PHILADELPHIA – Many cancer patients generate immune cells capable of specifically attacking their tumors, but the cells rarely do, in fact, target a patient’s cancer. What prevents these potentially helpful cells from taking action? And is there anything that might be done to unleash them?
The attack cells – known as cytolytic T cells – are prevented from acting by a second set of immune cells called regulatory T cells, according to a new study from investigators at The Wistar Institute. The research also shows that the regulatory T cells communicate their message of restraint to the cytolytic T cells at a distance, via a messenger chemical called TGF-beta.

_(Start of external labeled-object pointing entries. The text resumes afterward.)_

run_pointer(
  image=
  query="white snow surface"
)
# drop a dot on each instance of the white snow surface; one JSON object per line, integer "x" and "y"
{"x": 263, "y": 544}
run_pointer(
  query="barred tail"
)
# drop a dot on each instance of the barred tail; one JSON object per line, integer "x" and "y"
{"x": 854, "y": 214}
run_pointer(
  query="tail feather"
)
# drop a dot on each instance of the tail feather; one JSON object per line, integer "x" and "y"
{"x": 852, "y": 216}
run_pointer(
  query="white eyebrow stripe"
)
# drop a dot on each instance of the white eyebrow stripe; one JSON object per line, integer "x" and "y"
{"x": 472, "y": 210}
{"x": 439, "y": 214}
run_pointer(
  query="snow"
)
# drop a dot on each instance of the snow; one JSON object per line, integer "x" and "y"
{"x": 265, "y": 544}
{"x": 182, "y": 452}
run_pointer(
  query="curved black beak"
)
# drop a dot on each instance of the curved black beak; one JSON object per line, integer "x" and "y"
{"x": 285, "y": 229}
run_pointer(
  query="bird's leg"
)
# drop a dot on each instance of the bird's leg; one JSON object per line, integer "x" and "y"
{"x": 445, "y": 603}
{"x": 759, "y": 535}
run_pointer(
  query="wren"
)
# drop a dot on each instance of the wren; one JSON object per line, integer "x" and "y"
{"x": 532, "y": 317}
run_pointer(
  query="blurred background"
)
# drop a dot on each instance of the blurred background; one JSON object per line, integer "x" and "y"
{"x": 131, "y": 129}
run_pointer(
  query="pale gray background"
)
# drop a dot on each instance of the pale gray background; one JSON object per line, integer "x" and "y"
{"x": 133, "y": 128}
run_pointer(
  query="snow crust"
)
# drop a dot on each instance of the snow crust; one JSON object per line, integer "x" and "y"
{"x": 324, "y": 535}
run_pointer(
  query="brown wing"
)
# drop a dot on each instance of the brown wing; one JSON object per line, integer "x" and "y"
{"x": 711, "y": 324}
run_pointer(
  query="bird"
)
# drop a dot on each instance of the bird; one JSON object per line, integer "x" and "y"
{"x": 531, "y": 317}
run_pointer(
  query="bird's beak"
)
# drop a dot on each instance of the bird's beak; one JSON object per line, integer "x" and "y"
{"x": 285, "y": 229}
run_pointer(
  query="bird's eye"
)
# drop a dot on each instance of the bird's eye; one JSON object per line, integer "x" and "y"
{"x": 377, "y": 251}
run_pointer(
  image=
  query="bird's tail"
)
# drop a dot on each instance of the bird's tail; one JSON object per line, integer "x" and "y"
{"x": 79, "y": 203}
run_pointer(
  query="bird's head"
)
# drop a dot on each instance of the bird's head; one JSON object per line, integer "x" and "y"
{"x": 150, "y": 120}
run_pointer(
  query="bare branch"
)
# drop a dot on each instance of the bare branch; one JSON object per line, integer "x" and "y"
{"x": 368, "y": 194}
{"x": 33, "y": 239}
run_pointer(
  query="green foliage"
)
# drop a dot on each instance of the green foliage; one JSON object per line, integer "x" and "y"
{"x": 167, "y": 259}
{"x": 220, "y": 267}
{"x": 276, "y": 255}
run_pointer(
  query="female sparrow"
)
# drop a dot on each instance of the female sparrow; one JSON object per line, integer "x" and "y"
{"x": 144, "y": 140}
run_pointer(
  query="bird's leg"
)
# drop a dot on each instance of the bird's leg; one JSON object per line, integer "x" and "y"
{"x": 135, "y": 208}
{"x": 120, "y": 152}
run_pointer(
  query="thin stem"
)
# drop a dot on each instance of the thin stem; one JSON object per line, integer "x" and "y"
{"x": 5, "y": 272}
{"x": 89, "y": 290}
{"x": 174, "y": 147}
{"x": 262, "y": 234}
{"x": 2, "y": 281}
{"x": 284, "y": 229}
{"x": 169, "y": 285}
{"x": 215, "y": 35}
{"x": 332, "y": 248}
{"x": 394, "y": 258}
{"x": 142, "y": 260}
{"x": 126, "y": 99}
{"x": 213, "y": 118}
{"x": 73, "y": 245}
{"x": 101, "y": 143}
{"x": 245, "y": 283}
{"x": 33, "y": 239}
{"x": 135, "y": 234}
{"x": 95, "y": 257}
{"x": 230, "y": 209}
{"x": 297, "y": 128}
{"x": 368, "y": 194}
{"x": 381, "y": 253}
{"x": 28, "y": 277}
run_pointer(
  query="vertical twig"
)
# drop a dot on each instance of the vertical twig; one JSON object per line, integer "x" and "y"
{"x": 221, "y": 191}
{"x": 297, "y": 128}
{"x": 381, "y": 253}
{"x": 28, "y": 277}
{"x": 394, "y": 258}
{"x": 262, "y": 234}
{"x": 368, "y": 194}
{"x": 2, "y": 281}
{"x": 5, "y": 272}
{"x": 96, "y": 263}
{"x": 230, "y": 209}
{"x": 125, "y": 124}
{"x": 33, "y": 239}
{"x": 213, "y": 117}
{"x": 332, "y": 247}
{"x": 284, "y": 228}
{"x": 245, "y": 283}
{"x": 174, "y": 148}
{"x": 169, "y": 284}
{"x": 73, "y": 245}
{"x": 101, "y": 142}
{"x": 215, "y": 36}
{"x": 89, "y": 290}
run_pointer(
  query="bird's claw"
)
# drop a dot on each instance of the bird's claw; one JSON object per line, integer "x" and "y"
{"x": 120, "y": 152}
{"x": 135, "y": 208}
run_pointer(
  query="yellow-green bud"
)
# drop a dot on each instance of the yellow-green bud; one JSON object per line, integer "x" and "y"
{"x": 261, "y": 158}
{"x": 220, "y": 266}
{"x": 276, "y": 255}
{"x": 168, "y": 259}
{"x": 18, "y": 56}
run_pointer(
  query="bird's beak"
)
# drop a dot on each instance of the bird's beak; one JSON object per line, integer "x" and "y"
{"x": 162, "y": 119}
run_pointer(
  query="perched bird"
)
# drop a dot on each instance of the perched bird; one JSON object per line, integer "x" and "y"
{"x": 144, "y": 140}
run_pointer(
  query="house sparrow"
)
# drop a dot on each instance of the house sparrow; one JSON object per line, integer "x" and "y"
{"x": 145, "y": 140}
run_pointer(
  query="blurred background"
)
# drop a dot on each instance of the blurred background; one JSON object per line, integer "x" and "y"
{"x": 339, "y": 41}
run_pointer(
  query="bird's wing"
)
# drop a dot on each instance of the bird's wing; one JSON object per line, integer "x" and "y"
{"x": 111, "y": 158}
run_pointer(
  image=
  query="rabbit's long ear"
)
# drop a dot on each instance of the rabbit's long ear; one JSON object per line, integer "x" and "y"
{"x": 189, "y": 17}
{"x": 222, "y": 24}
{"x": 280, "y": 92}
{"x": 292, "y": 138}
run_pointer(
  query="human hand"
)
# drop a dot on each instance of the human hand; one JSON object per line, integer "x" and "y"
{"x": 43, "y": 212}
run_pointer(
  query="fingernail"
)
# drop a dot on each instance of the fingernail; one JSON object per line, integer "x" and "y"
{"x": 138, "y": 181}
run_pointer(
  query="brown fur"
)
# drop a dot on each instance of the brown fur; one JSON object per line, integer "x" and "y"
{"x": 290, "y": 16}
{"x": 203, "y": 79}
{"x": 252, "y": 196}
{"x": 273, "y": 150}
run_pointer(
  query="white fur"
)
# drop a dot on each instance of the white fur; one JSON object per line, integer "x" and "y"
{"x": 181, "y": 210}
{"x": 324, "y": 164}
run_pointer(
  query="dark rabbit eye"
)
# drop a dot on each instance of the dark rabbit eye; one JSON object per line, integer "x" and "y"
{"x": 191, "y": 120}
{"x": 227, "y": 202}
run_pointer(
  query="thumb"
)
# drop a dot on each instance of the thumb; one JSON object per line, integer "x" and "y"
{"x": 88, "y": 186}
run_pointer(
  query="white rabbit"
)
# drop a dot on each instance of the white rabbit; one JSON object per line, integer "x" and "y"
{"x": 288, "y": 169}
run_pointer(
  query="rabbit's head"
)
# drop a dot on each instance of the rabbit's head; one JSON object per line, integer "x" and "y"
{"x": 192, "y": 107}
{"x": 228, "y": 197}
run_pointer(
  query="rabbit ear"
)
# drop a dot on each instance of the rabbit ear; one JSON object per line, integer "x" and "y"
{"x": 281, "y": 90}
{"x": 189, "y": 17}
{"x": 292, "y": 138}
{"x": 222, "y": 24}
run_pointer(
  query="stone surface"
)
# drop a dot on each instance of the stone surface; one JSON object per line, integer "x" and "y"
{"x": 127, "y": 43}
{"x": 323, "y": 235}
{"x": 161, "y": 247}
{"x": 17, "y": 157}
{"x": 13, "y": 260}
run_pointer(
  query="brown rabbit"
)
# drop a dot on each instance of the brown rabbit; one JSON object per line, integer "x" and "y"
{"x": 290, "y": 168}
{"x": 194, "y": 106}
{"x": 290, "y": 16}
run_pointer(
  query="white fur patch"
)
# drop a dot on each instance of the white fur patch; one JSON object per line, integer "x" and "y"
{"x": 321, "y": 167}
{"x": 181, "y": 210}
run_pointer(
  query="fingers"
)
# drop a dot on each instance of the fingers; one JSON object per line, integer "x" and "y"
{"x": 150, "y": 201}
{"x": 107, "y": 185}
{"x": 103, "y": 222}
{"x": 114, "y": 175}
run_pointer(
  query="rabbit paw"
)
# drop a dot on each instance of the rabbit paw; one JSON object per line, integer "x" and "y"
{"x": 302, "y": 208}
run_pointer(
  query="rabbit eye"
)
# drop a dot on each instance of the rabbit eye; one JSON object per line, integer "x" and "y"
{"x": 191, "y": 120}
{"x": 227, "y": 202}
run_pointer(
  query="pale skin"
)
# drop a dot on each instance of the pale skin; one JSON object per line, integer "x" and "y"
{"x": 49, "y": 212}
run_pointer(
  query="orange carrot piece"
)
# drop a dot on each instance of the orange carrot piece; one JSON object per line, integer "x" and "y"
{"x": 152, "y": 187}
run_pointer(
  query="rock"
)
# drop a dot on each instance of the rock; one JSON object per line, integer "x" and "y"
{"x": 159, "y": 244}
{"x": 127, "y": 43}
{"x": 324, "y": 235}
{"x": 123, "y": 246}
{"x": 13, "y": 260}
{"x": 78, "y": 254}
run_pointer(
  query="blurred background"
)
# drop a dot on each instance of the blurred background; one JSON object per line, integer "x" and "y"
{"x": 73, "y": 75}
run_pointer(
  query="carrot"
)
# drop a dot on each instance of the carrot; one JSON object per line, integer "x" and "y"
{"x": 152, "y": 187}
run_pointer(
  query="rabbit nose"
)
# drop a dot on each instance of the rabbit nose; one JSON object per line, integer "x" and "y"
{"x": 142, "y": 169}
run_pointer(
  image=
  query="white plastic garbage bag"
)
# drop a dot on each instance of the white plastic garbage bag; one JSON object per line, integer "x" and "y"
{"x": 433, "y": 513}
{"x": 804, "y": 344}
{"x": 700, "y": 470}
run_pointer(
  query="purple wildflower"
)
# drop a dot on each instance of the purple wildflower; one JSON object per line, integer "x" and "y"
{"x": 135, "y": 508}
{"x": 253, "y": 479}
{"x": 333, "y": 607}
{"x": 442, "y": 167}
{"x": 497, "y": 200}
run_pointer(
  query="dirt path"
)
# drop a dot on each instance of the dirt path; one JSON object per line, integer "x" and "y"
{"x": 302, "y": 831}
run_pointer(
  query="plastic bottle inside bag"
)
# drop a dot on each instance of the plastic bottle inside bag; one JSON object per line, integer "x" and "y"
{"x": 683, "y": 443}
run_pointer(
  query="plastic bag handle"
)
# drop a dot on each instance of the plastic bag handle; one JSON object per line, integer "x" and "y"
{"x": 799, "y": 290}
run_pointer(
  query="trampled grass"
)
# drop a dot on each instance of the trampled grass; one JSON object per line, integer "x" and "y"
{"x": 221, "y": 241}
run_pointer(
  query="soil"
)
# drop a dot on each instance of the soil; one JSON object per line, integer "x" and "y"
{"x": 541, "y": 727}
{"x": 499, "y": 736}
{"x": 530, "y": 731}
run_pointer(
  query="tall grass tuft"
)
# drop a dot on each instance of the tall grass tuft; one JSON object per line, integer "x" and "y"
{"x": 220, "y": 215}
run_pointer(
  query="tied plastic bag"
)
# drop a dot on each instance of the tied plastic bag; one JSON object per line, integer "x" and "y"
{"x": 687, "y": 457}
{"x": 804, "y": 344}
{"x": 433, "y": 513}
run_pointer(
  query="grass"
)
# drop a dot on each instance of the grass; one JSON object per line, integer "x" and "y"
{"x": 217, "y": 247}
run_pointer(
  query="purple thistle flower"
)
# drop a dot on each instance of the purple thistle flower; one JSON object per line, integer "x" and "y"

A report on the study appears in the September 15 issue of Cancer Research.
Previous work has focused on ways to stimulate the cytolytic T cells to act, but the new study suggests that other approaches to bringing them into the battle against cancer might be more effective. For example, a drug that inactivates the regulatory T cells or that blocks the TGF-beta chemical message they send might free the cytolytic T cells to attack a patient’s tumor.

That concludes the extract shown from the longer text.